"""Graph Isomorphism Networks."""
# pylint: disable= no-member, arguments-differ, invalid-name
import dgl.function as fn
import torch
import torch.nn as nn
import torch.nn.functional as F

__all__ = ['GIN']

# pylint: disable=W0221, C0103
class GINLayer(nn.Module):
    r"""Single Layer GIN from `Strategies for
    Pre-training Graph Neural Networks <https://arxiv.org/abs/1905.12265>`__

    Parameters
    ----------
    num_edge_emb_list : list of int
        num_edge_emb_list[i] gives the number of items to embed for the
        i-th categorical edge feature variables. E.g. num_edge_emb_list[0] can be
        the number of bond types and num_edge_emb_list[1] can be the number of
        bond direction types.
    emb_dim : int
        The size of each embedding vector.
    batch_norm : bool
        Whether to apply batch normalization to the output of message passing.
        Default to True.
    activation : None or callable
        Activation function to apply to the output node representations.
        Default to None.
    """
    def __init__(self, num_edge_emb_list, emb_dim, batch_norm=True, activation=None):
        super(GINLayer, self).__init__()

        self.mlp = nn.Sequential(
            nn.Linear(emb_dim, 2 * emb_dim),
            nn.ReLU(),
            nn.Linear(2 * emb_dim, emb_dim)
        )
        self.edge_embeddings = nn.ModuleList()
        for num_emb in num_edge_emb_list:
            emb_module = nn.Embedding(num_emb, emb_dim)
            nn.init.xavier_uniform_(emb_module.weight.data)
            self.edge_embeddings.append(emb_module)

        if batch_norm:
            self.bn = nn.BatchNorm1d(emb_dim)
        else:
            self.bn = None
        self.activation = activation

    def forward(self, g, node_feats, categorical_edge_feats):
        """Update node representations.

        Parameters
        ----------
        g : DGLGraph
            DGLGraph for a batch of graphs
        node_feats : FloatTensor of shape (N, emb_dim)
            * Input node features
            * N is the total number of nodes in the batch of graphs
            * emb_dim is the input node feature size, which must match emb_dim in initialization
        categorical_edge_feats : list of LongTensor of shape (E)
            * Input categorical edge features
            * len(categorical_edge_feats) should be the same as len(self.edge_embeddings)
            * E is the total number of edges in the batch of graphs

        Returns
        -------
        node_feats : float32 tensor of shape (N, emb_dim)
            Output node representations
        """
        edge_embeds = []
        for i, feats in enumerate(categorical_edge_feats):
            edge_embeds.append(self.edge_embeddings[i](feats))
        edge_embeds = torch.stack(edge_embeds, dim=0).sum(0)
        g = g.local_var()
        g.ndata['feat'] = node_feats
        g.edata['feat'] = edge_embeds
        g.update_all(fn.u_add_e('feat', 'feat', 'm'), fn.sum('m', 'feat'))
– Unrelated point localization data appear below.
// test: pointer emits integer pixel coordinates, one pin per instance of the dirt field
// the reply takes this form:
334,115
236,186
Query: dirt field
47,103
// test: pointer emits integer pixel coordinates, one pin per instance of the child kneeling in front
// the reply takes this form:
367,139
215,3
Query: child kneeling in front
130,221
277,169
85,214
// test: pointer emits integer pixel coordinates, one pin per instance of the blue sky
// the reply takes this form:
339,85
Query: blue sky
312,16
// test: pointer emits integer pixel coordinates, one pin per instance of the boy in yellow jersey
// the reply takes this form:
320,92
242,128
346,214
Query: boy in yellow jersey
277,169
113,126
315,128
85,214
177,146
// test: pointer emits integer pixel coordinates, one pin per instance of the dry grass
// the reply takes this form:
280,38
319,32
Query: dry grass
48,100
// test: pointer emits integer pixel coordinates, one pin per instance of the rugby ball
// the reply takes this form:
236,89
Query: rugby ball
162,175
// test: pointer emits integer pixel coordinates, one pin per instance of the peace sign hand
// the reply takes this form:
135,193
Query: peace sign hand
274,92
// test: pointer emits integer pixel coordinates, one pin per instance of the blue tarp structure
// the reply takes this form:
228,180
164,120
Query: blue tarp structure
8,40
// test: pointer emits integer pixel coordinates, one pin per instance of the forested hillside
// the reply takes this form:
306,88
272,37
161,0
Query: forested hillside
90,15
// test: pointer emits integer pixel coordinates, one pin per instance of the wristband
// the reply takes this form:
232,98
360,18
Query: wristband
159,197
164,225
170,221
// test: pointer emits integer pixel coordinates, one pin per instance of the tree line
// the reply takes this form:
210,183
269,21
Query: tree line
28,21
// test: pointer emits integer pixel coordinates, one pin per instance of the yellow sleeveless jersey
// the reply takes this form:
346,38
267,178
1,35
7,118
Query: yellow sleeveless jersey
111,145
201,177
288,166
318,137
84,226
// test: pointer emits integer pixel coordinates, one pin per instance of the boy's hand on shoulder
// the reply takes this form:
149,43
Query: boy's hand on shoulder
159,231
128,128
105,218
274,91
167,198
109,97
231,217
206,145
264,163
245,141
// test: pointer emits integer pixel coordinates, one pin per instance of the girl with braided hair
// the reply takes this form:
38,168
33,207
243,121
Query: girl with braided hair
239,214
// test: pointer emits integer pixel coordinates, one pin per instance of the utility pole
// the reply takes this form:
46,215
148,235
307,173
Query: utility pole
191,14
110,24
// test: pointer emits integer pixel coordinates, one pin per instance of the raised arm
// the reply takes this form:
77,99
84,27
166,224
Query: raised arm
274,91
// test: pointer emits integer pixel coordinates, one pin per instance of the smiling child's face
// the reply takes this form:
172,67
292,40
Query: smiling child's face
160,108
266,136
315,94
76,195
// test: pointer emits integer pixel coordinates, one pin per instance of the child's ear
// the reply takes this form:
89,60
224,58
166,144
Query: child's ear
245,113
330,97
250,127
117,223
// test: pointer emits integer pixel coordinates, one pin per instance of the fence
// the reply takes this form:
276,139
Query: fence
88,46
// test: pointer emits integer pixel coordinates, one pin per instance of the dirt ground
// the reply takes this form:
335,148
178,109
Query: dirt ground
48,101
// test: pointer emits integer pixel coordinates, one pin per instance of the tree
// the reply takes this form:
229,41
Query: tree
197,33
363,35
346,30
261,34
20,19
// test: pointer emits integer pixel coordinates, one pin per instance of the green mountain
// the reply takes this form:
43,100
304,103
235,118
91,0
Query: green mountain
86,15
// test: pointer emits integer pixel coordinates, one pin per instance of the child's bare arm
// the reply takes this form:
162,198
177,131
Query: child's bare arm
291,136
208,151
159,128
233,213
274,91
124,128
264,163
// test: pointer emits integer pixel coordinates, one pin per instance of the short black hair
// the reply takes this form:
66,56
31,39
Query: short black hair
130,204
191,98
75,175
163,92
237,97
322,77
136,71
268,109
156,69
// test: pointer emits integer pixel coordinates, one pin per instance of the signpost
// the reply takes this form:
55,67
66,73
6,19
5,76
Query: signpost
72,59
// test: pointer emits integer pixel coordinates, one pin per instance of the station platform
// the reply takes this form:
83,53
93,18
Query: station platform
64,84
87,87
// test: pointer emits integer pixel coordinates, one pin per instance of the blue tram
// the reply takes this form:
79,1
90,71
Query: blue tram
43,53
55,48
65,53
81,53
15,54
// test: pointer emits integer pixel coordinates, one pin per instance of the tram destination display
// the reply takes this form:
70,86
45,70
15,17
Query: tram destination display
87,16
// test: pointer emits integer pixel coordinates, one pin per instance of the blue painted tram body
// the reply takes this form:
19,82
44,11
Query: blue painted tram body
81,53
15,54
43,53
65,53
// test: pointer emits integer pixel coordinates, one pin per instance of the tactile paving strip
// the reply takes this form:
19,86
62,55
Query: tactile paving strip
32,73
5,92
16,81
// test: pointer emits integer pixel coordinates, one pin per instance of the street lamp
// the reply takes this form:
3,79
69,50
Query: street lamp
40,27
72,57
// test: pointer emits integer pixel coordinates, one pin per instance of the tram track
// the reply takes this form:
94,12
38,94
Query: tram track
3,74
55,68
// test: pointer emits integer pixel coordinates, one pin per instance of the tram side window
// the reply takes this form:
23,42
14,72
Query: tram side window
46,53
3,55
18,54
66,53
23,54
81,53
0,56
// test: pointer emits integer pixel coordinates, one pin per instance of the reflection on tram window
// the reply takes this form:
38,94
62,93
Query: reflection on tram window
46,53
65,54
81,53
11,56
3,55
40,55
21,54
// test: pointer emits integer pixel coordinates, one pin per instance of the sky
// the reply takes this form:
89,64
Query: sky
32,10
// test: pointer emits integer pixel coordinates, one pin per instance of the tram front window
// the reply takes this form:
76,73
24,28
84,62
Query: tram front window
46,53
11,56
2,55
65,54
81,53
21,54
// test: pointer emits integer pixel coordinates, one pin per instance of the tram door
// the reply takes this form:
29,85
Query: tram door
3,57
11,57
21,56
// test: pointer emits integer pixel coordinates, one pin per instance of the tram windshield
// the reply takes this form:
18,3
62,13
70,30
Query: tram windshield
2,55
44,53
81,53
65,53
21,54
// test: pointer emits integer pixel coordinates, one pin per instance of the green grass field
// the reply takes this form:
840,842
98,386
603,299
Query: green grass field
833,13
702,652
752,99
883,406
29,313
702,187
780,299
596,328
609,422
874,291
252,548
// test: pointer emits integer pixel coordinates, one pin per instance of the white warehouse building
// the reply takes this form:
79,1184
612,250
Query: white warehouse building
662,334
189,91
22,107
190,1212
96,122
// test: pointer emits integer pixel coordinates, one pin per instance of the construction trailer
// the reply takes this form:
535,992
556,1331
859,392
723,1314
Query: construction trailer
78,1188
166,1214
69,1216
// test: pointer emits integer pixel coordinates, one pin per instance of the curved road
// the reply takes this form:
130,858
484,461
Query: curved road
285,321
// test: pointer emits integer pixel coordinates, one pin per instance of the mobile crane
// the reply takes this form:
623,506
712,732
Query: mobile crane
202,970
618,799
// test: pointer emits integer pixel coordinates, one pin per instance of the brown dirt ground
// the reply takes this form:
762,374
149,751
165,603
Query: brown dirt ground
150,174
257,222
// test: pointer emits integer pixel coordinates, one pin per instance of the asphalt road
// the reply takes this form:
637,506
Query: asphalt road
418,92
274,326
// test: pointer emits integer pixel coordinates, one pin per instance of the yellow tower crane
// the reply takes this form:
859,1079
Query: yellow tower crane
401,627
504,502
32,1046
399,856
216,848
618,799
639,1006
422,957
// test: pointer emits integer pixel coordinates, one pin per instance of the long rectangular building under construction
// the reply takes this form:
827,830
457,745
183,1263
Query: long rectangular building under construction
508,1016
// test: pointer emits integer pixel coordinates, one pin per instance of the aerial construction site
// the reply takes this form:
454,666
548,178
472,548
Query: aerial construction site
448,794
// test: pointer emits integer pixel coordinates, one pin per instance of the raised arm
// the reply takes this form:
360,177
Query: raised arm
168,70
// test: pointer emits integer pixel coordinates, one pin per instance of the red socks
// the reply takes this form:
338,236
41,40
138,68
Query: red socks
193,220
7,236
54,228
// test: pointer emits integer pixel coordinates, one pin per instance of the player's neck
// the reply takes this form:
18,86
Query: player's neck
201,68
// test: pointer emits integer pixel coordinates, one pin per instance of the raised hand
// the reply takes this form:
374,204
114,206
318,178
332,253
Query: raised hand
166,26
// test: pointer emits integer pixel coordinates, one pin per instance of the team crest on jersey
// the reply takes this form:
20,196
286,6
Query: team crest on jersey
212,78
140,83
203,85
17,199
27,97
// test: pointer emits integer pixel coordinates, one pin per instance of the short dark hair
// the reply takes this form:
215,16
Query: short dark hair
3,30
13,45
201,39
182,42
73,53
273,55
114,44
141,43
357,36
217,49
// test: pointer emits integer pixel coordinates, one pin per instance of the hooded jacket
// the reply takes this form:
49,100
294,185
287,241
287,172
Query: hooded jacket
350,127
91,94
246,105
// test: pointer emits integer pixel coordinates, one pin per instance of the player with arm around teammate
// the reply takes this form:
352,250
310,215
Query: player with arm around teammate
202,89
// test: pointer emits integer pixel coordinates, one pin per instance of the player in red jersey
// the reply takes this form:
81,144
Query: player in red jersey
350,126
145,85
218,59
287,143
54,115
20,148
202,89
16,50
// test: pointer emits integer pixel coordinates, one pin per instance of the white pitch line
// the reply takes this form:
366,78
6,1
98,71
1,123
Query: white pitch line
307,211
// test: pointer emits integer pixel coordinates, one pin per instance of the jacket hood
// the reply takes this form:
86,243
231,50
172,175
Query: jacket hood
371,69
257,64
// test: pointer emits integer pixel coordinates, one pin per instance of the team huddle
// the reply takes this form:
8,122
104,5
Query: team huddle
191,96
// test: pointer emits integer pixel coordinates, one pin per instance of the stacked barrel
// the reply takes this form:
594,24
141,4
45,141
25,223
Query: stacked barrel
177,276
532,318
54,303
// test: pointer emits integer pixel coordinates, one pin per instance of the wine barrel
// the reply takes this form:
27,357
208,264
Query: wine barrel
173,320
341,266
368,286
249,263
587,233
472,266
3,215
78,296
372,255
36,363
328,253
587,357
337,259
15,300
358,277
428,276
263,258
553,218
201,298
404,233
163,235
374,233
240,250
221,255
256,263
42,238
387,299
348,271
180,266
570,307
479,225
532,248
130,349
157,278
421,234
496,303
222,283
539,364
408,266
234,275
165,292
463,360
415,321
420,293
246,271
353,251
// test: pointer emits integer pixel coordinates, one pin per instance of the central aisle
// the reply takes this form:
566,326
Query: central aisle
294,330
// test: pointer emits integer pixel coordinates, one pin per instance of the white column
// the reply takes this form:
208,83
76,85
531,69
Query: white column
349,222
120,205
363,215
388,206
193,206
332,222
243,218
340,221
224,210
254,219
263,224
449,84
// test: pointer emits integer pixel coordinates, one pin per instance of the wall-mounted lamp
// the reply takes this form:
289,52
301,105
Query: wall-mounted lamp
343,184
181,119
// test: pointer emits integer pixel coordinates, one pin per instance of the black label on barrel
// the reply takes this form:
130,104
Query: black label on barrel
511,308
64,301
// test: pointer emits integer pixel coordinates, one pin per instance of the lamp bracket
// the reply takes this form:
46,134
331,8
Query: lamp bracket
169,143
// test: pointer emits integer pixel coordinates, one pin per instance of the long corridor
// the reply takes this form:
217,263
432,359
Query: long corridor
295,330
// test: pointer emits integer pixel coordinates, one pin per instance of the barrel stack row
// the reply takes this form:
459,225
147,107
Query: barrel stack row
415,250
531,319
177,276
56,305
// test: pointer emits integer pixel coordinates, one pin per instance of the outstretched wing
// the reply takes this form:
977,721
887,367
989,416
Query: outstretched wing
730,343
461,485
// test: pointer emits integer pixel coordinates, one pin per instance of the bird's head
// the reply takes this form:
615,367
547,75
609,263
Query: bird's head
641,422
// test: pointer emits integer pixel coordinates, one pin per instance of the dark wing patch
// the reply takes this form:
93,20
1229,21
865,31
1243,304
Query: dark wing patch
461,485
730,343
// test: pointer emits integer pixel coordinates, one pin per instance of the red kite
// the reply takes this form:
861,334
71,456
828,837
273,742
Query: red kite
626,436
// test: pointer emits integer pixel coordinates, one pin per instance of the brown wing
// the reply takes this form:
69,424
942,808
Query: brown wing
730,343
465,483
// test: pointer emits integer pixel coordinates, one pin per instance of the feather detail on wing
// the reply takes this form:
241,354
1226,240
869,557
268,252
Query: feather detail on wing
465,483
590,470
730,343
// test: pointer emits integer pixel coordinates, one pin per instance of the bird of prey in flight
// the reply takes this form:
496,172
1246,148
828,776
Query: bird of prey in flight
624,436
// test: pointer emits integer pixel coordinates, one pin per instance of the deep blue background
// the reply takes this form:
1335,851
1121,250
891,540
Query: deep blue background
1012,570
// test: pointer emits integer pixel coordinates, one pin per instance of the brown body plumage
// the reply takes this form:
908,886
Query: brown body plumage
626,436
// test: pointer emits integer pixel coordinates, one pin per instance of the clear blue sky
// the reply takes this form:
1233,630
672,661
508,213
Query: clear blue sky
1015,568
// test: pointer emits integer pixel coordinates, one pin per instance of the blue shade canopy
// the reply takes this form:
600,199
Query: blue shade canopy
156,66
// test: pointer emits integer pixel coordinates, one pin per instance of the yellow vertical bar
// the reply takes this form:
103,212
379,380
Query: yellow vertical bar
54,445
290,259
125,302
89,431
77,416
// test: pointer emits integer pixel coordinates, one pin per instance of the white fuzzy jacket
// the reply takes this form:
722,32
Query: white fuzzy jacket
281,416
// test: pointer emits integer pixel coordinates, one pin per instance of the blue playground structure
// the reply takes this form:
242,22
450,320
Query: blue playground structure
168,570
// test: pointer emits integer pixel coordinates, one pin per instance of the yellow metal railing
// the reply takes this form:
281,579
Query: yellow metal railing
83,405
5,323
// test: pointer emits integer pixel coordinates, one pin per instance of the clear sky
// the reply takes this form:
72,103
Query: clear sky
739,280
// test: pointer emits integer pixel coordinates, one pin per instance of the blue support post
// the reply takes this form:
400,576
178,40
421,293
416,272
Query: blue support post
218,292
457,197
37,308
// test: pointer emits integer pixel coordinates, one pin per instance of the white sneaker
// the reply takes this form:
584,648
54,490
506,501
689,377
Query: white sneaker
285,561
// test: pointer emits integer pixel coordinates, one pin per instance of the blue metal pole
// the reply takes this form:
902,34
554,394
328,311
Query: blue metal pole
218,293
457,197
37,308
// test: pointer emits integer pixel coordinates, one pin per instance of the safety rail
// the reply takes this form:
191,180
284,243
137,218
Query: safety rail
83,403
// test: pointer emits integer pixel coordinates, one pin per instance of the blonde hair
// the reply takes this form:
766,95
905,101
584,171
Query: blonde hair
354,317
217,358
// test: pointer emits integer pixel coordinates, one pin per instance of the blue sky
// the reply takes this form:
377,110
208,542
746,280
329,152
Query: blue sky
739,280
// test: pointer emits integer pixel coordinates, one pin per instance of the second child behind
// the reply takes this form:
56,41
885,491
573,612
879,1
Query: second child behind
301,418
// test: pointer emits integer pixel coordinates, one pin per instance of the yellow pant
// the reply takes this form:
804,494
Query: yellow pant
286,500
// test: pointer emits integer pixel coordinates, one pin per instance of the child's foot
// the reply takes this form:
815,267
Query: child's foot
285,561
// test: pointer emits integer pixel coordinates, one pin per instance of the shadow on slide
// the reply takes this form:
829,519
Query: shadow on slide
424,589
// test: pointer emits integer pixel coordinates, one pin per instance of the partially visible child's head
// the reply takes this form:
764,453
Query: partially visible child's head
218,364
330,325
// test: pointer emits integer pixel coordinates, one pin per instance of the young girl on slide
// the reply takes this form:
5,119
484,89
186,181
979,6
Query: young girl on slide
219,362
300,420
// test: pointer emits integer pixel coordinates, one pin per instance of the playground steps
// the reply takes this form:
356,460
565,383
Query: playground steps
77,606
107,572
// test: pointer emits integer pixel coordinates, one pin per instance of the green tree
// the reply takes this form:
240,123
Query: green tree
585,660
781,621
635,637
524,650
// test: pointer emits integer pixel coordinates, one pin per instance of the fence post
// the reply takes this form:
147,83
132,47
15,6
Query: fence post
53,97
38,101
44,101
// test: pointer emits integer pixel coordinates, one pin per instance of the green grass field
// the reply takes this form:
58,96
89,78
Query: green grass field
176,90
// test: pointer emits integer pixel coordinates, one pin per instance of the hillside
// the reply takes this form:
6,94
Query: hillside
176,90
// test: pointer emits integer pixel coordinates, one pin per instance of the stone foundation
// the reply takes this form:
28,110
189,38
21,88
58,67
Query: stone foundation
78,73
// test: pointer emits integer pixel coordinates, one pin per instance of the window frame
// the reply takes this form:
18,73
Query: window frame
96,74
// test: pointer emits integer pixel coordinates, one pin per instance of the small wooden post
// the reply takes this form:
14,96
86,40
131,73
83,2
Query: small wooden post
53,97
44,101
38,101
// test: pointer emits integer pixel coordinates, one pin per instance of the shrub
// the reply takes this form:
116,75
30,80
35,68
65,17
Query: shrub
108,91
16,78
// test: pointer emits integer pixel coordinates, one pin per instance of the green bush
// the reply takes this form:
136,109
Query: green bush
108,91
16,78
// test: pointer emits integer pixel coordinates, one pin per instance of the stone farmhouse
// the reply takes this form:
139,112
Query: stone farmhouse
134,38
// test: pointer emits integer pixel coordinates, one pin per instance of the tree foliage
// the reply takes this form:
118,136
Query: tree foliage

        node_feats = self.mlp(g.ndata.pop('feat'))
        if self.bn is not None:
            node_feats = self.bn(node_feats)
        if self.activation is not None:
            node_feats = self.activation(node_feats)

        return node_feats

class GIN(nn.Module):
    r"""Graph Isomorphism Network from `Strategies for
    Pre-training Graph Neural Networks <https://arxiv.org/abs/1905.12265>`__

    This module is for updating node representations only.

    Parameters
    ----------
    num_node_emb_list : list of int
        num_node_emb_list[i] gives the number of items to embed for the
        i-th categorical node feature variables. E.g. num_node_emb_list[0] can be
        the number of atom types and num_node_emb_list[1] can be the number of
        atom chirality types.
    num_edge_emb_list : list of int
        num_edge_emb_list[i] gives the number of items to embed for the
        i-th categorical edge feature variables. E.g. num_edge_emb_list[0] can be
        the number of bond types and num_edge_emb_list[1] can be the number of
        bond direction types.
    num_layers : int
        Number of GIN layers to use. Default to 5.
    emb_dim : int
        The size of each embedding vector. Default to 300.
    JK : str
        JK for jumping knowledge as in `Representation Learning on Graphs with
        Jumping Knowledge Networks <https://arxiv.org/abs/1806.03536>`__. It decides
        how we are going to combine the all-layer node representations for the final output.
        There can be four options for this argument, ``concat``, ``last``, ``max`` and ``sum``.
        Default to 'last'.

        * ``'concat'``: concatenate the output node representations from all GIN layers
        * ``'last'``: use the node representations from the last GIN layer
        * ``'max'``: apply max pooling to the node representations across all GIN layers
        * ``'sum'``: sum the output node representations from all GIN layers
    dropout : float
        Dropout to apply to the output of each GIN layer. Default to 0.5
    """
    def __init__(self, num_node_emb_list, num_edge_emb_list,
                 num_layers=5, emb_dim=300, JK='last', dropout=0.5):
        super(GIN, self).__init__()

        self.num_layers = num_layers
        self.JK = JK
        self.dropout = nn.Dropout(dropout)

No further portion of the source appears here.